J Clin Psychiatry 2003;64(suppl 18):14-19

Newer antidepressants are generally as efficacious as but often have fewer side effects than their predecessors such as the tricyclic antidepressants and monoamine oxidase inhibitors. These newer antidepressants include the selective serotonin reuptake inhibitors (SSRIs) citalopram, escitalopram, fluoxetine, fluvoxamine, paroxetine, and sertraline; venlafaxine, a serotonin-norepinephrine reuptake inhibitor; and bupropion, a selective norepinephrine and dopamine reuptake inhibitor. Most of these antidepressants have half-lives that enable them to be administered as infrequently as 1 to 3 times per day. To further improve upon the ease of use, controlled-release formulations of bupropion, fluoxetine, paroxetine, and venlafaxine have been manufactured. Potential pharmacokinetic advantages of these formulations include lower peak plasma drug concentrations and smaller fluctuations between peak and trough plasma drug concentrations, which might influence the tolerability of these medications. Tolerability advantages seen with some of these medications include diminished nausea. The 3 controlled-release agents that are designed to be taken daily—bupropion, paroxetine, and venlafaxine—are associated with lower incidences of nausea overall and nausea leading to treatment discontinuation than are their immediate-release formulations.
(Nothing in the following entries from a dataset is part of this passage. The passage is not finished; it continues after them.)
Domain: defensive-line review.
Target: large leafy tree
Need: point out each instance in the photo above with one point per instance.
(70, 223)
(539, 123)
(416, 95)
However, the rates of nausea are similar with both formulations of fluoxetine, despite higher peak plasma drug concentrations and greater fluctuation between peak and trough plasma drug concentrations with fluoxetine weekly than with fluoxetine daily. Although the connection has not been proven, more stable pharmacokinetic profiles might be the cause for the low occurrence of nausea with some controlled-release newer antidepressants.